Peraltro, noi sappiamo che non andò così, perché anche grazie al lavoro dell’ex bicampione NBA Kenny Smith, i Washington Generals sono tornati a nuova vita sportiva dopo uno stop di appena due anni. Con gli elementi di sempre nella ricetta, tipo far entrare per qualche minuto un personaggio famoso, in genere una celebrità locale, con la maglia dei Generals durante la partita – e con un pizzico di pepe in più, come ad esempio l’aver iniziato ad arruolare giocatori che abbiano militato precedentemente negli Harlem Globetrotters.
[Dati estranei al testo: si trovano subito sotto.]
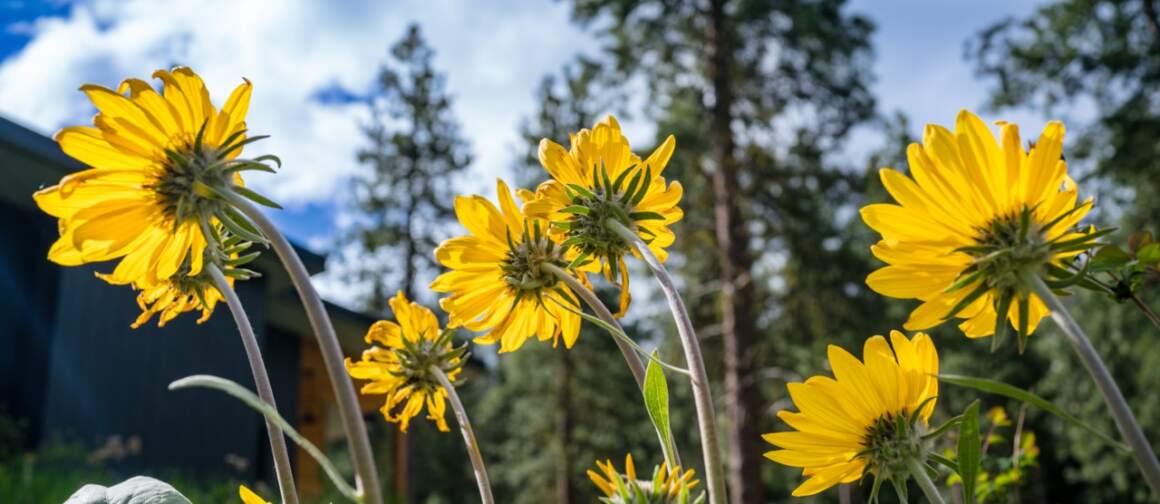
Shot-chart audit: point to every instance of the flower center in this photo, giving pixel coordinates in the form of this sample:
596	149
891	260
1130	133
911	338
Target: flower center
1008	245
593	236
608	199
891	441
419	355
180	186
523	267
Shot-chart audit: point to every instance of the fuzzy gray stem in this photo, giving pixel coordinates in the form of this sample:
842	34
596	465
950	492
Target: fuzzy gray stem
589	297
365	474
469	436
261	382
630	355
925	483
1142	451
702	395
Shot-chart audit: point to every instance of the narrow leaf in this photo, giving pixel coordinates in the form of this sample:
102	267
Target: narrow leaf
970	451
1017	394
657	403
255	198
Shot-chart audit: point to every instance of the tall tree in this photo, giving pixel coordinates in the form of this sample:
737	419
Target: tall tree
567	103
403	199
747	66
1097	64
È il caso, per esempio, del britannico Paul Sturgess, che dopo una non irresistibile carriera universitaria venne chiamato dal team a stelle e strisce principalmente per la sua altezza (2.32) che gli è valsa il soprannome di “Tall Paul” (da una canzone famosa in Inghilterra negli anni cinquanta) e quello, ancor più ironico, di “Tiny” (minuscolo).
I Trotters lo selezionarono per far coppia con Jonte “Too Tall” Hall, che col suo metro e cinquantasette costituiva con Paul una coppia in grado di battere il record di differenza di altezza tra compagni di squadra detenuto per oltre vent’anni da Muggsy Bogues e Manute Bol.
Lasciati i Globetrotters per tentare la fortuna in G-League coi Texas Legends (13 presenze, 11 punti e altrettanti rimbalzi), per poi giocare per una stagione in patria, Tiny non ha saputo resistere al richiamo dei Generals, e la sua prima dichiarazione in maglia gialloverde fu “i Trotters ridono troppo, non mi piace […] il mio scopo principale nella vita è riportare i Generals alla vittoria e togliere tutti quei sorrisetti dalle facce dei Globetrotters”. Per aggiungere potere intimidatorio alla faccenda, stante che l’altezza da sola non bastava, decise di indossare una maschera facciale e adottare l’identità di “The Cager”, un triplo senso che si può tradurre sia come “il cestista”, sia come “il gabbiano” (dalle ali tatuate sulle sue braccia), che come “quello che ti mette in gabbia”. Inutile dire che i propositi di Paul rimasero vani.
Le ultime notizie che abbiamo sui Generals, la cui attività è stata logicamente rallentata in modo drastico dalla pandemia di Covid-19 essendo un team che ha bisogno di date dal vivo, risalgono a pochi giorni prima del lockdown dello scorso anno: nel febbraio del 2020, un tweet dall’account “ufficiale” della squadra (le virgolette sono necessarie, stante l’assenza della spunta blu di account verificato) dava il benvenuto ad un’altra vecchia gloria NBA, Jalen Rose, come nuovo head coach della squadra. Nell’attesa che ripartano le sfide tra le due storiche avversarie, la bio del loro account Twitter recita fieramente “Not your grandfather’s Generals. We’re back and looking for our first win since 1971. Watch out @Globies”.
Una bio che è anche una dichiarazione di guerra, insomma. Perché chi sono i @Globies? Ma loro, naturalmente
Pensate ai Generals quando preparate le divise per la vostra nuova squadra minors. Il giallo e il verde stanno bene insieme. Vi ricorderanno di non smettere mai di provarci.